Snowflake Snowpipe API in Python to ingest data from AWS S3 to Snowflake stage tables

Published on 15/05/2020

4 min read

In category

Data Engineering

Snowflake Snowpipe

Snowflake is cloud data warehouse like Redshift but it features in the seperation of computing resources and storage. Snowflake offers a solution called Snowpipe to help copy files from AWS S3 to Snowflake. There're many ways to do it e.g. setting up AWS SQS but I would like to discuss a more stable way which is using its snowflake-ingest python package.

Python code setup

I have created a class called SnowpipeAPI shown below

from snowflake.ingest import SimpleIngestManager
from snowflake.ingest import StagedFile
from snowflake.ingest.error import IngestResponseError

class SnowpipeAPI(object):

    # ...

    def uploadFileList(self, file_list):
        self.logger.info("We are going to load: \n" + str(file_list))

        staged_file_list = [StagedFile(file_name, None)
                            for file_name in file_list]

        self.logger.info("loading pipe: "+self.table['pipe'])

        resp = self.ingest_manager.ingest_files(staged_file_list)

        try:
            resp = self.ingest_manager.ingest_files(staged_file_list)
        except IngestResponseError as e:
            self.logger.info(e)
            self.slackbot.warn(e)
            exit(1)

        uploaded_files = None

        if resp['responseCode'] == 'SUCCESS':
            self.logger.info(
                "Snowflake has received files and will start loading")
            self.logger.info("Request id is : " + resp['requestId'])

            try:
                uploaded_files = self.checkPipeStatus(
                    datetime.datetime.now(), file_list)
            except RecursionError as e:
                self.logger.info(
                    "Fail to continue fetching upload status as {} ".format(str(e)))
                self.slackbot.warn(
                    "Fail to continue fetching upload status as {} ".format(str(e)))
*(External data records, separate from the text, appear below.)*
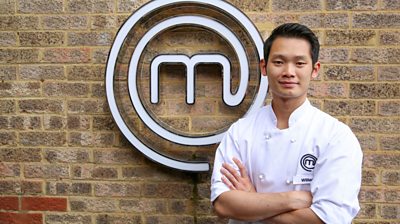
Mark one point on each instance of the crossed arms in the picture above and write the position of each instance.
(242, 202)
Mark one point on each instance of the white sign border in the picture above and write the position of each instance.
(112, 59)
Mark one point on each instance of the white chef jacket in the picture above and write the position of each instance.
(317, 153)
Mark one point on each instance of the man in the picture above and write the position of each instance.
(289, 162)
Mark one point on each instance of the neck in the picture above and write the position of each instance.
(283, 109)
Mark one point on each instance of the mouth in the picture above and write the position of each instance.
(288, 84)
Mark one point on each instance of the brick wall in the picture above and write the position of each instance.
(63, 160)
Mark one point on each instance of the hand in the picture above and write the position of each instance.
(234, 180)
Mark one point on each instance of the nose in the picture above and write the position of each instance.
(289, 70)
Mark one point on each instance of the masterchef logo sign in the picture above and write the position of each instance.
(174, 40)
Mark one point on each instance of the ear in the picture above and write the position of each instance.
(263, 67)
(317, 67)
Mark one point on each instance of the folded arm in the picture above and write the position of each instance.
(243, 203)
(300, 216)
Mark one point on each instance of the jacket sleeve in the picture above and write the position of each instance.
(227, 149)
(337, 179)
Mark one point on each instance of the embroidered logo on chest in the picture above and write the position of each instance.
(308, 162)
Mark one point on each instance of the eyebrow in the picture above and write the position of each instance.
(299, 57)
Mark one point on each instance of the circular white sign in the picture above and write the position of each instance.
(195, 20)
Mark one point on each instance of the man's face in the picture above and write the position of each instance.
(289, 69)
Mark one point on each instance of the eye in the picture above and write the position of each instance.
(277, 62)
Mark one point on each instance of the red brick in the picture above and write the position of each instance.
(20, 218)
(9, 203)
(44, 204)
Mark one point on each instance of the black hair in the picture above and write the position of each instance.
(293, 30)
            self.getHistoryReport()

        else:
            self.logger.info("Request from snowpipe api has failed")
            self.slackbot.warn("Request from snowpipe api has failed")
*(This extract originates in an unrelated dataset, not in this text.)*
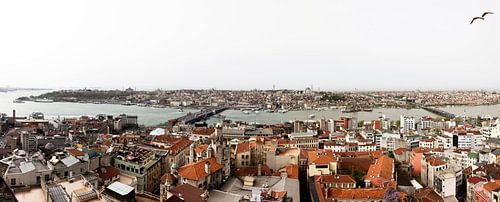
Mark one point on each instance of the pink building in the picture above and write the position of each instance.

        return uploaded_files

    def checkPipeStatus(self, startTime, file_list, uploaded_file_list=[]):

        if (datetime.datetime.now() - startTime).total_seconds() > self.config['timeout']:
            return uploaded_file_list

        history_resp = self.ingest_manager.get_history()
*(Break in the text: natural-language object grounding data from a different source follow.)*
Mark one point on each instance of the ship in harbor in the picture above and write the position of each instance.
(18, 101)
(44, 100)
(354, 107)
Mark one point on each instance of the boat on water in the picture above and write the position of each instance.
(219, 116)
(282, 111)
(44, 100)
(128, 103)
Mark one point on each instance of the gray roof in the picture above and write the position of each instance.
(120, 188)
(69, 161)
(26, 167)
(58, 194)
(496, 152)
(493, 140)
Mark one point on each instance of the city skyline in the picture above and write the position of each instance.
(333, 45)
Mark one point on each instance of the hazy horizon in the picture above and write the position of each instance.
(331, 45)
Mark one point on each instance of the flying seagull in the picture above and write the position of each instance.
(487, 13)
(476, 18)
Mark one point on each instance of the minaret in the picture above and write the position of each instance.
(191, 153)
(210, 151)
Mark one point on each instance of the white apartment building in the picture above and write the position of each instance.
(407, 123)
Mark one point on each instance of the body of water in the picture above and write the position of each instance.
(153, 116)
        uploaded_file_count = len(uploaded_file_list)

        if len(history_resp['files']) > 0:
            uploaded_file_list_per_request = [
                f for f in history_resp['files'] if f['status'] == 'LOADED' 
                and f['complete'] == True]
            uploaded_file_count += len(uploaded_file_list_per_request)
            self.logger.info('Totally processed {} files'.format(
                str(uploaded_file_count)))
            uploaded_file_list += uploaded_file_list_per_request

        filepathWithHour = False
        if re.search(r"\d\d\d\d/\d\d/\d\d/\d\d", file_list[0]):
            filepathWithHour = True

        if ((uploaded_file_count + 1) == len(file_list) and filepathWithHour == False) 
        or ((uploaded_file_count + 24) == len(file_list)  and filepathWithHour == True) 
        or (uploaded_file_count*2 == len(file_list)) 
        or (uploaded_file_count == len(file_list)):
            self.logger.info('Upload finished')
            self.logger.info('Ingest Report:\n')
            self.logger.info(history_resp)
            return uploaded_file_list
        else:
            # wait for 20 seconds
            self.logger.info("waiting for 5 sec")
            time.sleep(5)

        return self.checkPipeStatus(startTime, file_list, uploaded_file_list)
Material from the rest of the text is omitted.